The most important ratios and items you should verify are:
- The Net income (income minus expenses)
- The Cashflow (net income/debt financing payments)
- The Return on investment (ROI) (cash flow/investment)
- The Cap rate (net income/property price)
- The Cash-on-cash return (cash flow/investment)
- The Total ROI (total return/investment)
In each item above, ‘investment’ always refer to how much you’ve put into the property. ‘Debt financing’ refers to any loan you may have to get in order to buy the property. “Total return’ means the cash flow, equity accrual (the value you gained from your tenants as they pay their rents), value appreciation and taxes.
After you’ve sufficiently understood these figures and what they represent, you should be able to determine whether or not purchasing the property fits with your financial goals.
Tip #9: Build Your Real Estate Network
When you are already rolling along the real estate industry avenues, give importance to the people you will come across. The real estate agents (See how to find a good agent) other real estate investors, contractors, bankers, etc. can help you in the future, you never know. Turn the quick interactions with them an opportunity to build a real estate network. Make a good impression, exchange contact details and try to keep in touch with them. A real estate network can be your ace in the hole as you grow your business – many successful investors can attest to this.

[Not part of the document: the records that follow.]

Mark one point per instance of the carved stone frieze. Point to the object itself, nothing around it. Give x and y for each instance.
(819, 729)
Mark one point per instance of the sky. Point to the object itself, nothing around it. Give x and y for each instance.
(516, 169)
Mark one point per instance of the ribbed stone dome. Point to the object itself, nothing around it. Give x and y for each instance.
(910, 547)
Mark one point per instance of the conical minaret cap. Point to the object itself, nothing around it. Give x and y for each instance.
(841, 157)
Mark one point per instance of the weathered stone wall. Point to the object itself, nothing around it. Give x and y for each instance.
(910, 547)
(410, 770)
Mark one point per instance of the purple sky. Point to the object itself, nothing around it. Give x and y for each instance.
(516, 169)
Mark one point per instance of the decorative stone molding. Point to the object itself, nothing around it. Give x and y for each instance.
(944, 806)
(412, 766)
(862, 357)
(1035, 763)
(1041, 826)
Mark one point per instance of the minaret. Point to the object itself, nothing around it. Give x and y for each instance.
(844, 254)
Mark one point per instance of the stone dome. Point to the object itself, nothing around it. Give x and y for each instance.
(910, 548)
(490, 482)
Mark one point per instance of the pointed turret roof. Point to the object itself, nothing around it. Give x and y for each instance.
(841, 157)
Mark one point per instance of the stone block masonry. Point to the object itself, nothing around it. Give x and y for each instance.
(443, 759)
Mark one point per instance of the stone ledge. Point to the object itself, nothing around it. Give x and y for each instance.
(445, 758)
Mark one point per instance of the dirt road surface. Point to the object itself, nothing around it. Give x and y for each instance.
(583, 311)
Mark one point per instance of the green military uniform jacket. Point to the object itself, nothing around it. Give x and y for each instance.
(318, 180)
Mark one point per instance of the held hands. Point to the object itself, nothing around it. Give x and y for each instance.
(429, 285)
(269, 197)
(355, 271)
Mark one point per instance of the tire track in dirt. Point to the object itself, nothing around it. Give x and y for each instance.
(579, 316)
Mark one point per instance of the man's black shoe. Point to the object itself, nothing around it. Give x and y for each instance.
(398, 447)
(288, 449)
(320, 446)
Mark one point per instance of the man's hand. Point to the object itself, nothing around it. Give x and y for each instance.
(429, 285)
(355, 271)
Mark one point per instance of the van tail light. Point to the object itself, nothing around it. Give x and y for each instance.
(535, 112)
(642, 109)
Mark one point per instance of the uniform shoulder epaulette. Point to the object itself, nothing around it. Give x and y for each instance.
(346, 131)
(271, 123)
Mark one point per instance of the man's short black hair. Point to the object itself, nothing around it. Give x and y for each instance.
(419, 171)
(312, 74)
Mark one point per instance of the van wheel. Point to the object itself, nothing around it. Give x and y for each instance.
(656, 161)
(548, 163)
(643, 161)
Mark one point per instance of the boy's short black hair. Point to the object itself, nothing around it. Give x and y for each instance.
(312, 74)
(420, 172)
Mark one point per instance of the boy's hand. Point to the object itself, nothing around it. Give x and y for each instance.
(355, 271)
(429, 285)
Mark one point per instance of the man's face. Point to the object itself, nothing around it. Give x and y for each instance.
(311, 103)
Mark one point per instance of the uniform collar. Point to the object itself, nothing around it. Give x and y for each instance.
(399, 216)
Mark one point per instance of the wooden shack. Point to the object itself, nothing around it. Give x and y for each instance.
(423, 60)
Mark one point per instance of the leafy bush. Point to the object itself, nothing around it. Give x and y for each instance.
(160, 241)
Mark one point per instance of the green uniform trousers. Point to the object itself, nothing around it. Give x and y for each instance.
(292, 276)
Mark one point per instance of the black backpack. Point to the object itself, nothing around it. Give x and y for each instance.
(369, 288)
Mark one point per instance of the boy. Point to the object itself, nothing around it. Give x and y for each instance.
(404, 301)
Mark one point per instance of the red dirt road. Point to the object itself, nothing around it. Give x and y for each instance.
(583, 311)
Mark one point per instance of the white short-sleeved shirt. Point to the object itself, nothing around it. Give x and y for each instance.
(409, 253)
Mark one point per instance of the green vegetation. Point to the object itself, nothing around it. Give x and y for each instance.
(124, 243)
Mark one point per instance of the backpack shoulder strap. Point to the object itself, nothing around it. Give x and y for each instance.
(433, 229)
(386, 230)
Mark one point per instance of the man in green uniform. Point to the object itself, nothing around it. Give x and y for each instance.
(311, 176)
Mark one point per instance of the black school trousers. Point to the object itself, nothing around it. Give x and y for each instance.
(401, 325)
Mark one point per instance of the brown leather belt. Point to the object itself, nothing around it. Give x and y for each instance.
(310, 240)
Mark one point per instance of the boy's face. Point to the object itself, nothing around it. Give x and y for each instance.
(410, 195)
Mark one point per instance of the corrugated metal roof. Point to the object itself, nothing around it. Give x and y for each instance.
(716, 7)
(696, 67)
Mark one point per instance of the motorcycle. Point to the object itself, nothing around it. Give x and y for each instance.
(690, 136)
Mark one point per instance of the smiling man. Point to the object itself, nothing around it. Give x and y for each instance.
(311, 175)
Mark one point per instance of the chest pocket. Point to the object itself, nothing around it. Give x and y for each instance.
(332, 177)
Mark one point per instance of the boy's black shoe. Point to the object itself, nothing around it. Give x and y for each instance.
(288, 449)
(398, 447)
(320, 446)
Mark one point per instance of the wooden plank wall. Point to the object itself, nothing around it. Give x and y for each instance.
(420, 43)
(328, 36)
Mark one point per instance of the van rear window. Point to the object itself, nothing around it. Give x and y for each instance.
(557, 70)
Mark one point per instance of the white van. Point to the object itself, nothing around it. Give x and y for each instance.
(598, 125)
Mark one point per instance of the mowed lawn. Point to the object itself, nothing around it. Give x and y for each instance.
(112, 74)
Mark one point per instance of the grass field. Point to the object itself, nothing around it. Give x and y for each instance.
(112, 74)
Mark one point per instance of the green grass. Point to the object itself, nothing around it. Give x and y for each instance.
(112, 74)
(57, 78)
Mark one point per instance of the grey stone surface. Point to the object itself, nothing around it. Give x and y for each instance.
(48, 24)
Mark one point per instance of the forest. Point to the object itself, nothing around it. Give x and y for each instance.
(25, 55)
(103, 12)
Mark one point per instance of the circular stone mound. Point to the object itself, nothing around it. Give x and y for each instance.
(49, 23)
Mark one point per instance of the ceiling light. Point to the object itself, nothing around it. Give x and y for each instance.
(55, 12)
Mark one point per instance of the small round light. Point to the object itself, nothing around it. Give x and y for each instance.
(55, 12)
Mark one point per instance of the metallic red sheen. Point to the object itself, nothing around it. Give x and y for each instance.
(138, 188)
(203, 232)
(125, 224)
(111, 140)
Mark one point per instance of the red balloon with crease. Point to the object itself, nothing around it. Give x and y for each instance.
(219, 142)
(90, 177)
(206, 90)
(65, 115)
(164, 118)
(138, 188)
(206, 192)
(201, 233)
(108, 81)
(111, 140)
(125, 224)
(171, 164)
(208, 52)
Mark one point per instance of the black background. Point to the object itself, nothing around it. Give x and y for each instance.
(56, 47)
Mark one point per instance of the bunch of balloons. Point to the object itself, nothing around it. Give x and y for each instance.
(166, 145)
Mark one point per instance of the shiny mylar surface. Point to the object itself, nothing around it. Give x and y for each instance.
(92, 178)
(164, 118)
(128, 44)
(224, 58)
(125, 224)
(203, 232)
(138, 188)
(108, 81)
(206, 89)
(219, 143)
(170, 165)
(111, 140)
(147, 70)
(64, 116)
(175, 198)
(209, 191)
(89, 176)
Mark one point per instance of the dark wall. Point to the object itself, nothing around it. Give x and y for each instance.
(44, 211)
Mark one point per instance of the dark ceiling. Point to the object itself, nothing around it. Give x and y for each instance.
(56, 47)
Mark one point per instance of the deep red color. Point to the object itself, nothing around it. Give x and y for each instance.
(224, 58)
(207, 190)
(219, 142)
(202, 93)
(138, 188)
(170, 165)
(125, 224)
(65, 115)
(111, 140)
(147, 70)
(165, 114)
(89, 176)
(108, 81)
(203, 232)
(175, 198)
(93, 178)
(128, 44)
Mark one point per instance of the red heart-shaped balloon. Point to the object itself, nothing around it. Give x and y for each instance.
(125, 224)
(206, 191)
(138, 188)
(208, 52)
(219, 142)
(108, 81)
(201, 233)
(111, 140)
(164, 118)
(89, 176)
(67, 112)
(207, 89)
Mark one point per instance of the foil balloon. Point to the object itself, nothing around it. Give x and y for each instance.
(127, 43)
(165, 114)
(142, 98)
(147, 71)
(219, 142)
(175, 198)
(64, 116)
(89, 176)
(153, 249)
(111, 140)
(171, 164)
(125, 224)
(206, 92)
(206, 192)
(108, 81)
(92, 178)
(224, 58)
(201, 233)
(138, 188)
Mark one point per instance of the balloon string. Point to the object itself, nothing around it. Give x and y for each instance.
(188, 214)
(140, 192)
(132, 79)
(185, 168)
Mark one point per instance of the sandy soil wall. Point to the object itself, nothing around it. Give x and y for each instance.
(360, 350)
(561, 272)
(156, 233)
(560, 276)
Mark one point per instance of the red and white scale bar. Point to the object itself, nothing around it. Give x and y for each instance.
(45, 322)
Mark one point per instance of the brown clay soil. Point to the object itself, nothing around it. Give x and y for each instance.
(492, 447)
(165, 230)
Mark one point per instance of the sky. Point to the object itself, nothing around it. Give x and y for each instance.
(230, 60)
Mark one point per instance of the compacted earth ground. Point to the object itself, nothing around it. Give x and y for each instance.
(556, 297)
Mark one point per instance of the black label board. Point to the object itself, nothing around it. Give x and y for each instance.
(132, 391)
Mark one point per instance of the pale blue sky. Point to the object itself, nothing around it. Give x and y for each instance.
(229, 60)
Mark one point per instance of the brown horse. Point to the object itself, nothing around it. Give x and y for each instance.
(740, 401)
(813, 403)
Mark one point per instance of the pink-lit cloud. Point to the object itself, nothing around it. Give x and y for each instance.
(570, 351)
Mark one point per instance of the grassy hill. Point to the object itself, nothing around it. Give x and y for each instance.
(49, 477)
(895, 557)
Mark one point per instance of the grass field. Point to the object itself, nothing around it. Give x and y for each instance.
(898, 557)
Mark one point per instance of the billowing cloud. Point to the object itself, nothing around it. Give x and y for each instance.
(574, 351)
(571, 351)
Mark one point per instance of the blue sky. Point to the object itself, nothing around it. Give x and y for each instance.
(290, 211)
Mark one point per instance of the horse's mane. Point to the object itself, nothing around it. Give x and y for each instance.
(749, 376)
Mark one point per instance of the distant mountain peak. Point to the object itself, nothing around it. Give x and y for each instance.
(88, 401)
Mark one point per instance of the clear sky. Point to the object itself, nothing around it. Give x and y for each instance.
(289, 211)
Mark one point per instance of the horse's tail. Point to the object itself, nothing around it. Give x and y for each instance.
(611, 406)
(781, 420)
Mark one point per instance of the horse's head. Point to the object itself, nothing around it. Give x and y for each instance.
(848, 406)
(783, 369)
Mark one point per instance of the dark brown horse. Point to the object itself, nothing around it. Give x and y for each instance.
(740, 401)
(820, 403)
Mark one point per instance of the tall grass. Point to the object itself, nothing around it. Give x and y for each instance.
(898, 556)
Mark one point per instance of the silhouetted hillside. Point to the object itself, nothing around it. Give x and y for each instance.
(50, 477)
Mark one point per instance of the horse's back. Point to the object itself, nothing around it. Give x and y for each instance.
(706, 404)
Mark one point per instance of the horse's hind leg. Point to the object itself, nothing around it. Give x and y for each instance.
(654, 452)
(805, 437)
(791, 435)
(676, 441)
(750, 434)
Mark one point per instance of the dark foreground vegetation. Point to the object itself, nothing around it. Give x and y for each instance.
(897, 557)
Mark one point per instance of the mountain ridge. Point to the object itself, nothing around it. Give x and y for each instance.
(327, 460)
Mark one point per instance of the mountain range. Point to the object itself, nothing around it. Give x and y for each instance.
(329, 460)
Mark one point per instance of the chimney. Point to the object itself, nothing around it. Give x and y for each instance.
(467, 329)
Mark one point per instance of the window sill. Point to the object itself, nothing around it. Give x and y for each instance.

Here’s a word of caution: pick your network carefully because you don’t want to end up working with the wrong set of people. Learn everything you can about the people you encounter in the business. This is important because they might directly affect the success of an income property.
Tip #10: Decide Logically, Not Emotionally
It’s easy to get caught up with appearances and think something is perfect for what you need. This is the same as real estate. You may fall in love with a piece of property and decide to purchase it without doing a careful study. Do not commit to anything because of your emotions.
First of all, make sure that you do an analysis of its value. Check the numbers and project how it could perform based on your plans. Making a buying decision because you love the property so much can blind you to paying a higher price. Obviously, it will be very difficult to make a profit out of it later. Stick to your numerical analysis when buying real estate.